The deal marks a career peak for an Indian businessman who has staked the future of India’s second largest conglomerate on a strategy heavily dependent on overseas acquisitions.

Mr Tata, 70, who took the top job in 1991, when India started to liberalise its economy, has turned many of Tata’s once stodgy companies into lean operations that boast some of the world’s highest margins.

About three years ago, he urged managers to start thinking globally. This followed the success of the group’s first big overseas transaction – Tata Tea’s acquisition of Tetley Tea, the UK icon, in 2000.

Since then, he has turned Bombay House, the stately headquarters of Tata Sons, the parent, in Mumbai’s old business district, into a “mini internal investment bank”, as one banker. put it.

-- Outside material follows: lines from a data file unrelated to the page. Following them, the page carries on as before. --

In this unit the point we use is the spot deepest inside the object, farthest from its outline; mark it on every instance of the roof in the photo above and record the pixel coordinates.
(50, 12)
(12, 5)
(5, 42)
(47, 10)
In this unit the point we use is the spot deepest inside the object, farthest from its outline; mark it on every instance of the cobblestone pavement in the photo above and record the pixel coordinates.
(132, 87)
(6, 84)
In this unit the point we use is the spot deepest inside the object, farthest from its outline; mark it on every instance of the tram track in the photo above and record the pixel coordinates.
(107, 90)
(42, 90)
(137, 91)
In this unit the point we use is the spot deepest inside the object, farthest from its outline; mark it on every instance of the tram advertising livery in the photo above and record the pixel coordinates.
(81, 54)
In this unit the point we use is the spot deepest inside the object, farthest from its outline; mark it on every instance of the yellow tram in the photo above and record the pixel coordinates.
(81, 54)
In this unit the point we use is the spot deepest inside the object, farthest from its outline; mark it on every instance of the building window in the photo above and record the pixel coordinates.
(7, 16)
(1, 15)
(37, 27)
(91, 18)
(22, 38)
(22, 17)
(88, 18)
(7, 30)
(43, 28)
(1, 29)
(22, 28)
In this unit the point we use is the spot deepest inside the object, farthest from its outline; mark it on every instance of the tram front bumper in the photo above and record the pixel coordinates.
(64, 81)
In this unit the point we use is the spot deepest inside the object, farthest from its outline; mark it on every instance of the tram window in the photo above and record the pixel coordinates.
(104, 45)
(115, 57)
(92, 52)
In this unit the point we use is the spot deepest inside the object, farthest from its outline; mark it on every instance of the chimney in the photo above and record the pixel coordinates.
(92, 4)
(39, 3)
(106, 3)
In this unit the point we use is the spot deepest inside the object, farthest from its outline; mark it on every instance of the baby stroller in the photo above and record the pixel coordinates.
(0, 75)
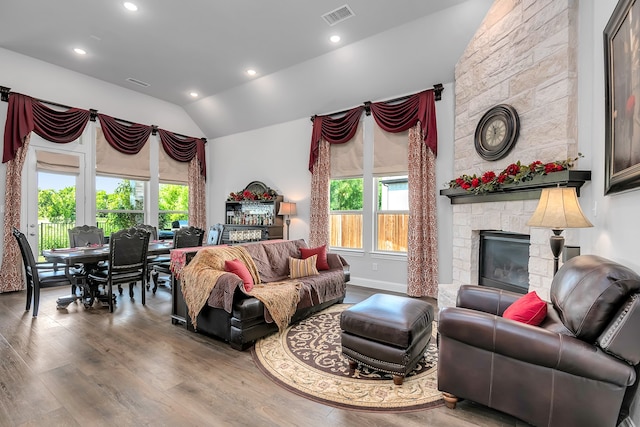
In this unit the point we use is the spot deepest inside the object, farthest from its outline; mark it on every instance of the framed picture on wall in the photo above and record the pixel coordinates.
(622, 95)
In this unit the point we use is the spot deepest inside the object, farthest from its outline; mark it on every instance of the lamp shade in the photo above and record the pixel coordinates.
(287, 208)
(558, 209)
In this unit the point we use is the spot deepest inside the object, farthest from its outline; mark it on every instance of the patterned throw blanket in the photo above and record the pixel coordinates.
(200, 276)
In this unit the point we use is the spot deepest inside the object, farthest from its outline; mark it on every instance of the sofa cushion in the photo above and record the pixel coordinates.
(588, 291)
(321, 251)
(238, 268)
(529, 309)
(272, 257)
(303, 267)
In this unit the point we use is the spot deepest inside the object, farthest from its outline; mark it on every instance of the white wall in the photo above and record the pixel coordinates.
(615, 233)
(279, 156)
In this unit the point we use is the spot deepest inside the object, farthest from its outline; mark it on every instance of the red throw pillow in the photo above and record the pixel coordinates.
(321, 251)
(529, 309)
(238, 268)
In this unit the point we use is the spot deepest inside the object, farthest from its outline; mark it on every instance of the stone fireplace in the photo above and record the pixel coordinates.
(524, 54)
(504, 261)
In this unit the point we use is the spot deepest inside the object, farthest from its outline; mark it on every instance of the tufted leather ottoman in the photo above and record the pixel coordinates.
(387, 332)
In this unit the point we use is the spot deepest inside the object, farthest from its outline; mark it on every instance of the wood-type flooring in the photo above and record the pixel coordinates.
(133, 367)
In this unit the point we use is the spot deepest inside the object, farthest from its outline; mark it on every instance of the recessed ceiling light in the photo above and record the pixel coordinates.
(130, 6)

Tata Sons has a mergers and acquisition team that helps group companies evaluate overseas opportunities and to garner financing.

Some had doubted the media-shy Mr Tata, who still occasionally flies the company jet, had the stomach for the sort of bruising auction mandated by the UK Takeover Panel.

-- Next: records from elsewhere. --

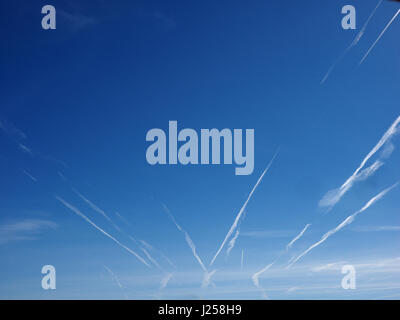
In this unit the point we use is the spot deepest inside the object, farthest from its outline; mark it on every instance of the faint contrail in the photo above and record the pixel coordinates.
(352, 44)
(189, 242)
(207, 275)
(116, 280)
(30, 176)
(347, 221)
(297, 237)
(235, 223)
(333, 196)
(75, 210)
(376, 41)
(232, 242)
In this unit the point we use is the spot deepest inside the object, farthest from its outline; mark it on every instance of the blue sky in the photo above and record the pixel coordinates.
(76, 104)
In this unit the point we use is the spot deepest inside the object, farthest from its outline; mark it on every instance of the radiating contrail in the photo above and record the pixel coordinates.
(345, 222)
(232, 243)
(333, 196)
(297, 237)
(75, 210)
(352, 44)
(116, 280)
(207, 275)
(376, 41)
(189, 242)
(235, 223)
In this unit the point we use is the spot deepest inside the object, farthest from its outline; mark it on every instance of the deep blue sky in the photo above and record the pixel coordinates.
(82, 98)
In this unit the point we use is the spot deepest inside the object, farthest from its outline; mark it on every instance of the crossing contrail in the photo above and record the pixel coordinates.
(297, 237)
(76, 211)
(237, 219)
(376, 41)
(345, 222)
(352, 44)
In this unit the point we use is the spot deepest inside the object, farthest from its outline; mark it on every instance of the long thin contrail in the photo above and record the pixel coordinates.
(297, 237)
(237, 219)
(352, 44)
(376, 41)
(232, 242)
(189, 242)
(333, 196)
(116, 280)
(345, 222)
(207, 275)
(75, 210)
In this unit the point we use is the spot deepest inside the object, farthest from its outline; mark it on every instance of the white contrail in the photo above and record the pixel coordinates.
(116, 280)
(297, 237)
(235, 223)
(352, 44)
(30, 176)
(333, 196)
(151, 259)
(345, 222)
(232, 242)
(189, 242)
(376, 41)
(75, 210)
(165, 280)
(207, 275)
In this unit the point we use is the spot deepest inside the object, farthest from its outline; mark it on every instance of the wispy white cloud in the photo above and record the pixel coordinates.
(115, 278)
(76, 211)
(380, 36)
(26, 229)
(346, 222)
(334, 196)
(352, 44)
(242, 210)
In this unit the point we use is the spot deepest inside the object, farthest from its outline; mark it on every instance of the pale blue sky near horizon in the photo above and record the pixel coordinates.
(76, 104)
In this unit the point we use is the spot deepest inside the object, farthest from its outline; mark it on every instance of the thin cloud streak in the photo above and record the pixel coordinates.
(352, 44)
(334, 196)
(237, 219)
(345, 222)
(380, 36)
(76, 211)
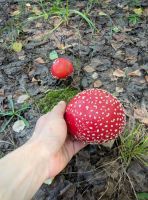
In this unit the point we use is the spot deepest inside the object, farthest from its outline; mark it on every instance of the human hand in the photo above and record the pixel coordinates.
(51, 134)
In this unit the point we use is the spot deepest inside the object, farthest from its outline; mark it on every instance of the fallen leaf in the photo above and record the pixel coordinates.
(2, 92)
(36, 10)
(101, 13)
(49, 181)
(34, 80)
(116, 45)
(15, 13)
(22, 98)
(146, 78)
(119, 89)
(95, 75)
(138, 11)
(28, 5)
(116, 29)
(53, 55)
(145, 121)
(120, 37)
(141, 114)
(89, 69)
(145, 12)
(97, 84)
(39, 60)
(119, 73)
(109, 144)
(18, 126)
(17, 46)
(135, 73)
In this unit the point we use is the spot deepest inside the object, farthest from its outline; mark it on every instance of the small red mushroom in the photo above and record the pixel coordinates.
(95, 116)
(62, 68)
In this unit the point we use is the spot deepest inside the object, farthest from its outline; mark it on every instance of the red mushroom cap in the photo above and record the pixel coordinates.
(95, 116)
(62, 68)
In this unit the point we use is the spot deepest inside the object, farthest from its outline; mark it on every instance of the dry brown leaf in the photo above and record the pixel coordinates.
(141, 114)
(89, 69)
(97, 84)
(135, 73)
(119, 89)
(146, 78)
(145, 12)
(145, 121)
(119, 73)
(34, 80)
(39, 60)
(120, 37)
(2, 92)
(116, 45)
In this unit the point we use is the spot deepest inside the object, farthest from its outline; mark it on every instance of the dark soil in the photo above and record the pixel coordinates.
(95, 172)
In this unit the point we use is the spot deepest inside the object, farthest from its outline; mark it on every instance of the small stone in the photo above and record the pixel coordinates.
(95, 75)
(97, 84)
(89, 69)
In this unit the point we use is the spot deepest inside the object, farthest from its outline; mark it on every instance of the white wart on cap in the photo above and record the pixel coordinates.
(95, 116)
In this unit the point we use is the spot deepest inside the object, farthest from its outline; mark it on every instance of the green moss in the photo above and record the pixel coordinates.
(52, 97)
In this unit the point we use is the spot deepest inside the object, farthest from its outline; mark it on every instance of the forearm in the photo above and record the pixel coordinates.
(23, 171)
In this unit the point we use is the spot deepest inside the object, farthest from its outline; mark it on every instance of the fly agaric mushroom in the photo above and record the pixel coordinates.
(62, 68)
(95, 116)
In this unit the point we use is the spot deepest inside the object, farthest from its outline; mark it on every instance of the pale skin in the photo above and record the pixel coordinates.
(45, 155)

But bankers said he was determined to win, convinced the deal would transform the group.

Whether this conviction stemmed partly from a sense of hubris on the part of Mr Tata, who studied architecture at Cornell University and management at Harvard, will take time for the rest of the world to judge.

But in the eyes of an India increasingly euphoric about its rising place in the world, Mr Tata will be regarded as a corporate hero who had taken over what had been a symbol of the industrial might of the country’s one-time colonial power.